MAp rejects rival management buyout proposal(2)

The Austrlian airport investors’ board said a proposal to sever ties with Macquarie and hire a management team led by Australian Football League chairman Mike Fitzpatrick was nothing but a ‘job application for three people who the board does not know’ at an annual cost of A$45m.

Australian airport investor Macquarie Airports (MAp) has rejected a management internalisation proposal made by Australian Football League chairman Mike Fitzpatrick, and has reaffirmed its intent to proceed with its current plan to bring its management team in-house in exchange for an A$345 million payout (€203 million; $289 million) to its current manager, Macquarie Group.

The details of Fitzpatrick’s proposal are unclear, but MAp’s responses to the proposal indicate that it involves a scenario in which MAp terminates its management agreement with Macquarie at no cost and instead hires Fitzpatrick’s team to manage the company at a maximum annual fee of A$45 million.

MAp: proposal
rejected

Trevor Gerber, lead independent director for one of MAp’s boards, said in an email to Fitzpatrick “it is not apparent that your ‘proposal’ is anything other than a job application for three people who the board does not know for positions that are not vacant with a cost of a minimum fee of $45 million”.

The board had previously rejected the proposal because it would expose MAp to too many uncertainties and risks triggering an involuntary termination of MAp’s management agreement with Macaquarie.

Under the terms of the management agreement, shareholders are entitled to displace Macquarie as manager by taking a vote and getting a simple majority to agree to sever ties with the Australian investment bank.

However, an involuntary severance of ties with Macquarie would trip change of control clauses that could potentially force it to refinance billions of debt for two of MAp's key airports, Brussels and Copenhagen.
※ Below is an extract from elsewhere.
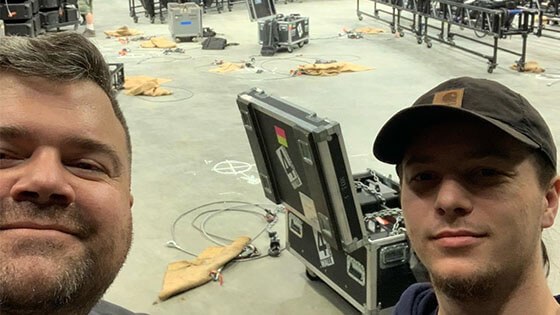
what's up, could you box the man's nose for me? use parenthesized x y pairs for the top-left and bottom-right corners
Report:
(433, 177), (473, 217)
(9, 148), (75, 206)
Another Macquarie-managed fund, the Macquarie European Infrastructure Fund, also has pre-emptive purchase rights on MAp’s stakes in the airports in the event of a change of control.

MAp has said that the proposed $345 million cash payment to Macquarie is the best option for MAp shareholders because it will ensure Macquarie’s cooperation with regard to the adverse change of control clauses. It will also ensure continuity of management, who will be brought in-house from Macquarie as part of the severance payment.

In related news, MAp said that Macquarie has agreed to use its entire A$345 million severance payment to cover any increases in debt costs for MAp that may result from the change of control in the first six months after the internalisation is completed. Macquarie had originally agreed to cover up to A$100 million of such costs, which apply to the existing debt facilities for Copenhagen and Brussels Airports.

MAp shareholders are to vote on the proposed management internalisation at a special general meeting scheduled for 30 September.